[英]How to find max and min within sequence of values in a column in R?
This problem might be trivial but I am finding it difficult to solve it. 这个问题可能微不足道,但我发现很难解决。 Please guide me.
请指导我。
Following is sample data: 以下是示例数据:
structure(list(Vehicle.ID2 = c("39-25", "39-25", "39-25", "39-25",
"39-25", "39-25", "39-25", "39-25", "39-25", "39-25", "39-25",
"39-25", "39-25", "39-25", "39-25", "39-25", "39-25", "39-25",
"39-25", "39-25", "39-25", "39-25", "39-25", "39-25", "39-25",
"39-25", "39-25", "39-25", "39-25", "39-25", "39-25", "39-25",
"39-25", "39-25", "39-25", "39-25", "39-25", "39-25", "39-25"
), OC_DV = c(".", ".", ".", ".", ".", "CLDV", ".", ".", ".",
".", ".", ".", ".", ".", ".", "OPDV", ".", ".", ".", ".", ".",
".", ".", ".", ".", ".", ".", ".", ".", ".", ".", ".", ".", ".",
".", "CLDV", ".", ".", "."), frspacing = c(35.83373, 35.75742,
35.70391, 35.67694, 35.67792, 35.70669, 35.7619, 35.84096, 35.93962,
36.05109, 36.16704, 36.28056, 36.3861, 36.47762, 36.5485, 36.59359,
36.61402, 36.61791, 36.61383, 36.60651, 36.59694, 36.58372, 36.56525,
36.54044, 36.50771, 36.46458, 36.40831, 36.33713, 36.25086, 36.15089,
36.04004, 35.92236, 35.80322, 35.68935, 35.58883, 35.51032, 35.4618,
35.4492, 35.47479)), class = c("tbl_df", "tbl", "data.frame"), row.names = c(NA,
-39L), .Names = c("Vehicle.ID2", "OC_DV", "frspacing"))
I want to find the max and min of set of values in frspacing
between the labels CLDV
and OPDV
in the column OC_DV
. 我想找到一组值的最大值和最小值在
frspacing
标签之间CLDV
和OPDV
列OC_DV
。 Then I want to find their difference. 然后我想找到它们的区别。
Following are max and mins: 以下是最大和最小:
Group Max Min
1 CLDV-OPDV 36.54 35.70
2 OPDV-CLDV 36.62 35.59
Following are the absolute differences (max of 1st grp - min of 2nd group AND vice versa): 以下是绝对差异(第一组的最大值-第二组的最小值,反之亦然):
1 0.95
2 0.92
I don't have any code to show what I tried because honestly I don't know how to approach this problem. 我没有任何代码可以显示我的尝试,因为老实说我不知道如何解决这个问题。 Obviously simple
max
or min
by column won't work. 显然,简单的按列的
max
或min
将不起作用。 I am using dplyr
and didn't find anything relevant. 我正在使用
dplyr
,没有找到任何相关内容。
library(zoo) # for na.locf
library(dplyr)
df[df=="."] = NA
df$group = paste((na.locf(df$OC_DV, na.rm = FALSE)), lead(na.locf(df$OC_DV, na.rm = FALSE, fromLast = TRUE)), sep = "-")

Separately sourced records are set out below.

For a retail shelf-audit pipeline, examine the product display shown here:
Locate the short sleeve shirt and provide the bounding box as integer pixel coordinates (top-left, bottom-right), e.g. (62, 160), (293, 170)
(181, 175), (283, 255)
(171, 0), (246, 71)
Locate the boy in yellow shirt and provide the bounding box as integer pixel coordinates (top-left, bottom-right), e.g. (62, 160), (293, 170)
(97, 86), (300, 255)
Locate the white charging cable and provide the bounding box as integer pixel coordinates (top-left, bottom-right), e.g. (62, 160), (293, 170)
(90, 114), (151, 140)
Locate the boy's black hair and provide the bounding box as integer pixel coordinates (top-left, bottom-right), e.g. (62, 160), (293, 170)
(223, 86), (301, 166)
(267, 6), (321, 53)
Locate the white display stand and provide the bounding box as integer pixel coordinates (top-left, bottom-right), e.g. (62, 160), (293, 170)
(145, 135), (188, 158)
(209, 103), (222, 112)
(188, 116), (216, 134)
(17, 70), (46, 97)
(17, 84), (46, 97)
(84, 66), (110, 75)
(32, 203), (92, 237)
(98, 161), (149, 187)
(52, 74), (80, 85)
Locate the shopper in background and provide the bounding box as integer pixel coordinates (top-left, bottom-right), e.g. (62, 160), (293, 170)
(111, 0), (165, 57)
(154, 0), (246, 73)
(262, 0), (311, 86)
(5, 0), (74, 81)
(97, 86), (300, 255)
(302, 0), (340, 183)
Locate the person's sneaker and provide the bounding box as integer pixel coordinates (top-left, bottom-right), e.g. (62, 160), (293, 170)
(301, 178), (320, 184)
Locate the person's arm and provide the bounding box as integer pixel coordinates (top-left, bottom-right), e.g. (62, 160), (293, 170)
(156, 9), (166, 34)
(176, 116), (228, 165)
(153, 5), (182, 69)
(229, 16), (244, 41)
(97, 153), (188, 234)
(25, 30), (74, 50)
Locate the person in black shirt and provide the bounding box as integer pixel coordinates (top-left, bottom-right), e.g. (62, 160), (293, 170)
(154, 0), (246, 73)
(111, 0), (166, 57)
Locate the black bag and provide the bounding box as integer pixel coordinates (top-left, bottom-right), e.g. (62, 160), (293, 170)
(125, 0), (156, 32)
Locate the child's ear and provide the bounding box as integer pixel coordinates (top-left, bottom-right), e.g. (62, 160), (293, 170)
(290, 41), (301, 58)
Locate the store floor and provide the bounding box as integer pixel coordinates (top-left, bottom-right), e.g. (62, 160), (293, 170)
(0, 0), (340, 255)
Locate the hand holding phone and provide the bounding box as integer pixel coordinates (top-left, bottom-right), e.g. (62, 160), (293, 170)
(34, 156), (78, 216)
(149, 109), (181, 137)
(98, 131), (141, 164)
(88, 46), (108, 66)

df %>% group_by(group) %>%
summarise(Max = max(frspacing), Min = min(frspacing)) %>%
filter(!grepl("NA",group ))
Source: local data frame [2 x 3]
group Max Min
(chr) (dbl) (dbl)
1 CLDV-OPDV 36.54850 35.70669
2 OPDV-CLDV 36.61791 35.58883
With multiple values I would count the changes und use it as another grouping variable: (I duplicated the data in this example) 使用多个值时,我将计算更改并将其用作另一个分组变量:(在此示例中,我复制了数据)
df$group2 = NA
df$group2[which(df$group != lag(df$group))] = 1:length(which(df$group != lag(df$group)))
df$group2 = na.locf(df$group2, na.rm = FALSE)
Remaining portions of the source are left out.